Damn fine job getting into mind of Ol’ big ‘ed

IF you’ve just unearthed that Christmas book token from down the back of the sofa, here’s a sure-fire way to turn it into literary gold: pop around to your local bookstore and exchange it for a copy of “The Damned United” (Faber).

Damn fine job getting into mind of Ol’ big ‘ed

Then brace yourself and settle in for a few nights of agony and agony and (just a little bit of) ecstasy, as you journey deep into the psyche of the one and only Brian Howard Clough. Yes, it’s a football book, Jim, but not as we know it. And it’s absolutely astounding.

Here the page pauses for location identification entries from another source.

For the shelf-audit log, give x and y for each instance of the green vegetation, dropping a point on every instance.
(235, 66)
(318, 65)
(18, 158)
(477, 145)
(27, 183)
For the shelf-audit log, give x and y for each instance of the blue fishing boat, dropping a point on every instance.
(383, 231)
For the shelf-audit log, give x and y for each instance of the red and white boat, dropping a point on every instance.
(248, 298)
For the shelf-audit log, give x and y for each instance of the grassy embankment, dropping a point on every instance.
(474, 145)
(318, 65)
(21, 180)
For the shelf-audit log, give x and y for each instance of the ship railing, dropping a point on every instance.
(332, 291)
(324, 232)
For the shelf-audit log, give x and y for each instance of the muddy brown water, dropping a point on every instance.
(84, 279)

David Peace’s novel, published late last year, has grown into a word of mouth cult hit. I had already been assured of its brilliance by more than one reader when an old buddy almost levitated with sheer passionate enthusiasm as he detailed the book’s merits. “It’s Shakespeare,” he declared. “It’s Hamlet, it’s Lear, it’s Macbeth...” Now, admittedly, he had a few jars on board and, admittedly, he tends to talk like this all the time about Shamrock Rovers but, by the same token, I couldn’t recall hearing anyone waxing quite so eloquent about, say, Ashley Cole’s autobiography.

And now that I’ve read The Damned United myself? I fear, if anything, my pal was erring on the side of understatement.

The structure of the book alternates between two related stories: on the one hand, the brutal end to Clough’s playing career and his subsequent rise through the management ranks at Huddersfield and Derby and, on the other, 44 days of hell at Elland Road in 1974, home of the hailed and hated championship-winning club who lend the book its title.

The latter period started as it finished. Here, for example, is the Clough guide to how to win friends and influence people, the new manager giving his pre-season pep talk to some of the best-known names in the whole world of football: “Gentlemen, I might as well tell you now, you lot may have won all the domestic honours there are and some of the European ones but, as far as I am concerned, the first thing you can do for me is to chuck all your medals and all your caps and all your pots and all your pans into the biggest f**king & dustbin you can find because you’ve never won any of them fairly. You’ve done it all by bloody cheating.”

A health warning: if you like your football reading to stick to tedious fact and avoid all flights of the imagination, this is not the book for you.

Although the author has based his novel on sound research, it is still a novel, a work of fiction based on fact. Clough’s interior monologue, the tortured, insistent, compelling voice of the narrator, is obviously imagined, as is much of the behind-closed-doors dialogue.

And Peace doesn’t always get it right. For example, it’s simply inconceivable that Johnny Giles would have said the following to his manager: “I’ll be meeting up with the Eire squad on Sunday...” The author also admitted he got the genesis of Clough’s famous green top wrong. In the book, he has him wearing an old ‘keeper’s shirt for no good reason other than that Don Revie — whose Elland Road ghost dominates Clough’s waking and sleeping hours — was superstitious about the colour green. In reality, Clough only adopted the top at Nottingham Forest, donning Peter Shilton’s shirt one day, pointing to the number on the back and telling the ‘keeper: “There’s only one f**king number one around here, young man.”

But fiction is often stronger than truth, has a way of getting to the essence of a personality that no orthodox nuts and bolts biography could ever hope to do. Such is the case with the devastating portrait of Clough which emerges from these pages, a man by turns arrogant, rebellious, delirious, desperate, bitter, self-doubting, lonely, loving, funny, depressed, drunk. If the fact of the man didn’t exist, fiction would have to have invented him. Here, we get the best — and the worst — of both worlds.

And, in case you think this is all sepia-tinted nostalgia, a world away from the realities of the Premiership in the glamorous noughties, here too you will find rants about money, excess, diving, disciplinary problems, managerial mind games and all the other familiar aspects of life in the football fast lane. The players may not smoke so many ciggies nowadays — how did they ever get through 90 minutes, you wonder — but this is still the same game, beautiful and ugly.

But, most of all, what you get from The Damned United is Brian Clough: fanatic, family man, football genius.

I think the boy Shakey would have approved.